BothThe Heartbreak of Grief

When someone is upset; hurting; grieving, what happens in you? Can you bear to watch? And if the person is there with you, can you sit with them and be in that space with them?

Too often grief is not borne and will sit in the body, the family, in the community/society without being expressed.

It will then turn up like an echo again and again, in different parts of our life. In the hurt a dear friend is suffering. In the grief of a mother over her murdered son on the other side of the world seen on tv. In the grief of love unspoken over a passed parent.

If we have not been with our own grief, these instances will pick the scab off our own grief. And to stop the wound from opening we will try to stop the grief from happening. We might too quickly want to console our friend by crowding them, making suggestions or philosophising. We might disconnect from the grieving mother on tv by turning our head away or IE normalising it for ‘that part of the world’ or ‘for that culture’. Or we hold on to all the reasons why we didn’t speak our love to our parent before they died.

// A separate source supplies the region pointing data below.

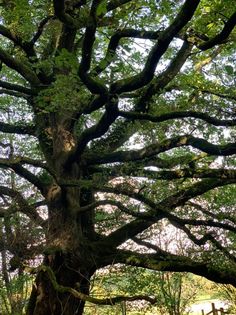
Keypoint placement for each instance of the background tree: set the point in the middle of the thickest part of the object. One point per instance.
(83, 81)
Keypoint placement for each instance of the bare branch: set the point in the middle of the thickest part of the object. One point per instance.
(18, 129)
(168, 144)
(23, 205)
(178, 115)
(222, 36)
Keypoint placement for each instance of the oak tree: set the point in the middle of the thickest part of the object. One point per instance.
(116, 116)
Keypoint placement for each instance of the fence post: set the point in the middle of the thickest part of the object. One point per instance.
(214, 311)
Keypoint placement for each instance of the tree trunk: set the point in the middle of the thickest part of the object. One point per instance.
(45, 300)
(68, 254)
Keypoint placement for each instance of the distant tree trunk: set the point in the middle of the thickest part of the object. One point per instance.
(67, 256)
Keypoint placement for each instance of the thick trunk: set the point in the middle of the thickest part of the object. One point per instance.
(67, 254)
(70, 271)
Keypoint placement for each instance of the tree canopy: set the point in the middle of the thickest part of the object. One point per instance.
(117, 122)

Grief is a fearsome thing. It is a sign of the fierce love and pain we are vulnerable to and capable of as human beings in loving and being connected to others.
It is knowing that that connection can be broken, that we might decide (consciously or unconsciously) to form a habit of protective disconnecting. The knowledge of our grief might feel too big to actually allow ourselves to experience. It feels like it might be bigger than us and disruptive to our smooth routine life. Allowing grief might actually force the acknowledgement of the sometimes irretrievability of our loss.

To grieve is to choose to allow oneself to be heart broken. Also realising that there might not be anything to do, think or say to ‘make it better’. It is something to be borne; wordlessly and thoughtlessly, in the body in its shaking and weeping.

So much… can you love another; so much can you cherish a love-connection, that it nearly breaks you when it goes.